- 1 12-15 lb. Turkey
- 1/4 cup orange juice
- 1 Tbs. lemon juice
- 1/2 cup butter or
margarine - melted
- 1 tsp. seasoned salt
- 1/2 tsp. paprika
- 1 cup rosé wine
- 1 small onion, halved
- 2 stalks celery - cut
in 2" pieces
- 1/4 tsp. onion powder
- Twine
- Sage Stuffing
Directions
Preheat oven to 325 degrees.
Wash the bird in warm water
and pat dry. Place on rack in roasting pan.
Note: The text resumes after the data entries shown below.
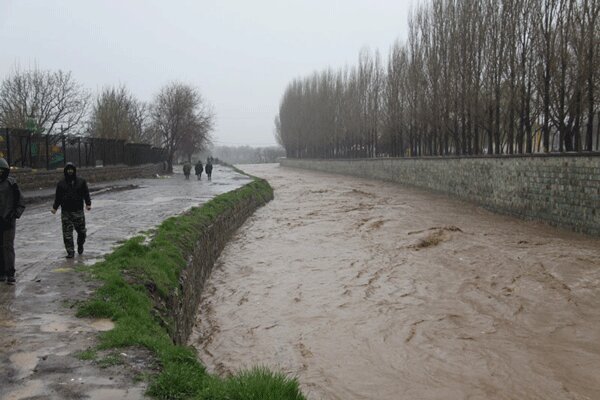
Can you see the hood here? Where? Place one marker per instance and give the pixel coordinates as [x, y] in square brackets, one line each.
[4, 170]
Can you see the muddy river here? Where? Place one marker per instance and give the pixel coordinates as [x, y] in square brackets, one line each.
[368, 290]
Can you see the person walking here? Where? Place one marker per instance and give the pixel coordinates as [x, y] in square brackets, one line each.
[187, 168]
[208, 169]
[198, 168]
[12, 206]
[71, 194]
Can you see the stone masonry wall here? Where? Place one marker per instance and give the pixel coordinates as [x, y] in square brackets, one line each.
[184, 303]
[41, 179]
[560, 190]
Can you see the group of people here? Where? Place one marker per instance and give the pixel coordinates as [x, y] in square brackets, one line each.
[198, 169]
[71, 195]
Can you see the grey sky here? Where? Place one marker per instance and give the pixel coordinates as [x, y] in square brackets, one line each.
[240, 54]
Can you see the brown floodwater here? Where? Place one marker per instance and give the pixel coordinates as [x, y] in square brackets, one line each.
[369, 290]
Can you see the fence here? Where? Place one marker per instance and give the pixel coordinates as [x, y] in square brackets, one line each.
[23, 148]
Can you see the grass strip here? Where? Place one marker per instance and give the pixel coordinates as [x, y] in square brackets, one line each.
[138, 276]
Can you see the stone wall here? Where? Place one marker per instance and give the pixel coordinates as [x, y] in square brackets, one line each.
[183, 304]
[562, 190]
[40, 179]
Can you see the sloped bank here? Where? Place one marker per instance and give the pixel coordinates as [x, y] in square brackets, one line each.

In body cavity place celery,
onion, and 1/2 cup wine. Using twine, tie legs together over
cavity. Tuck wings under, or skewer against sides of
bird. Brush bird with 1/4 cup melted butter. Insert meat
thermometer in inner thigh. Roast uncovered for 1 hour.
Combine remaining melted
butter and wine with orange and lemon juices, seasoned salt,
paprika, and onion powder. Use to baste turkey
frequently during remaining cooking time.
Roasting time varies
depending on weight of bird. Roast according to turkey
package directions, or until thermometer registers 180
degrees.
If bird begins to brown to
early, cover crown loosely with aluminum foil, removing to
baste then replacing.
Prepare Sage Stuffing in
separate dish and serve with turkey.